No Brasil, após atingir a cotação máxima intradia de R$5,1044 (-0,02%) às 9h29, pouco antes do relatório, o dólar à vista atingiu a mínima de R$5,0721 (-0,65%) às 9h34, já depois dos dados. O movimento estava em sintonia com a queda do dólar ante outras divisas de países emergentes, como o rand sul-africano e o peso mexicano.
“O dólar vem operando no lado negativo principalmente pela desaceleração do emprego nos EUA, que reduz a força do dólar globalmente (DXY), diminuindo a pressão compradora na moeda frente ao real”, resumiu à tarde Gabriel Magno, chefe de alocação de investimentos e sócio da AW Capital.
Às 17h10, o índice do dólar — que mede o desempenho da moeda norte-americana frente a uma cesta de seis divisas — caía 0,36%, a 99,582.
No fim da manhã, sem efeito nas cotações, o Banco Central vendeu 50.000 contratos de swap cambial para rolagem do vencimento de 1º de setembro.

Entenda
Dados fracos de emprego nos Estados Unidos podem fazer o dólar cair no Brasil porque eles mudam a expectativa sobre os juros americanos.
No caso citado pela Reuters, o fechamento inesperado de postos de trabalho em julho sinalizou perda de força da economia dos EUA. Quando o mercado vê um dado assim, costuma aumentar a aposta de que o Federal Reserve, o banco central americano, poderá reduzir os juros ou manter uma política monetária menos restritiva.

A sequência costuma funcionar assim:

  1. Emprego pior nos EUA → aumenta a preocupação com a desaceleração da economia.
  2. Mercado passa a esperar juros menores → títulos do Tesouro americano tendem a oferecer retornos menos atraentes.
  3. Dólar perde força no exterior → investidores reduzem parte das posições na moeda estadunidense.
  4. Moedas emergentes podem ganhar espaço → o real se valoriza frente ao dólar.
  5. No Brasil, o USD/BRL recua → foi o que ajudou a levar o dólar à vista a R$ 5,0845, segundo o texto da Reuters.
    Há ainda um fator importante: se os juros brasileiros permanecem relativamente altos enquanto o mercado espera cortes nos EUA, aumenta a diferença de rendimento entre os dois países.

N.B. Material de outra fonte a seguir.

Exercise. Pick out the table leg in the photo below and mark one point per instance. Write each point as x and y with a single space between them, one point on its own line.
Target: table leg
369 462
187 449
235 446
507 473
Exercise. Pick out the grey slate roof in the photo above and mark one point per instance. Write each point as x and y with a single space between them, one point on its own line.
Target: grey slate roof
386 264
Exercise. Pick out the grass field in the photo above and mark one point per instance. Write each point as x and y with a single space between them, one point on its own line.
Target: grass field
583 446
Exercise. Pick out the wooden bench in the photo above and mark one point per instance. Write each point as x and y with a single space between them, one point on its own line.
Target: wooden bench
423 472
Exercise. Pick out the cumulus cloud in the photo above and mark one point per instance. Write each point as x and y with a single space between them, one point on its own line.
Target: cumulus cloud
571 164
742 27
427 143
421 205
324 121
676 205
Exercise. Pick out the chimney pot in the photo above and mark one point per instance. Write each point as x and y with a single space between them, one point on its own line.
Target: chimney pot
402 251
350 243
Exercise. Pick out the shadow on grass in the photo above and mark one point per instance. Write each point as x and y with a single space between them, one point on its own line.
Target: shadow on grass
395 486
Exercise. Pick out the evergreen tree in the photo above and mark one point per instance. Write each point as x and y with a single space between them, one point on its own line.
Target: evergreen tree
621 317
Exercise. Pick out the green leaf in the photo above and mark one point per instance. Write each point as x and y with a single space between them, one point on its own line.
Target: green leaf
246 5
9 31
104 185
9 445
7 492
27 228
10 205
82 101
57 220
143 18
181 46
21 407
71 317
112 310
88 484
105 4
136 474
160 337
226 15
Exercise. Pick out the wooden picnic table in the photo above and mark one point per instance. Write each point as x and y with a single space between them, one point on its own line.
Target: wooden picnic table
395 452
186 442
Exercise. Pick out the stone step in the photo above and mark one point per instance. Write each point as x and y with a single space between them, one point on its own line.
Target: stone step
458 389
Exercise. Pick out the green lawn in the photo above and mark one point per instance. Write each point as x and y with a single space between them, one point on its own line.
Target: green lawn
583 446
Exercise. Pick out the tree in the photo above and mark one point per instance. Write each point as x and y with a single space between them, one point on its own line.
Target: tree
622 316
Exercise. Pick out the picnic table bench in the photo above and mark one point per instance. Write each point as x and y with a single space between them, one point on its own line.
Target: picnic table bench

Isso pode estimular operações de carry trade, nas quais investidores captam recursos em mercados de juros menores e aplicam em países com taxas mais altas, como o Brasil. Esse movimento aumenta a entrada de dólares no mercado doméstico e pode fortalecer o real.
    Mas essa relação não é automática. Se o dado de emprego for tão ruim a ponto de provocar medo de recessão ou crise, os investidores podem buscar segurança justamente no dólar, fazendo a moeda subir.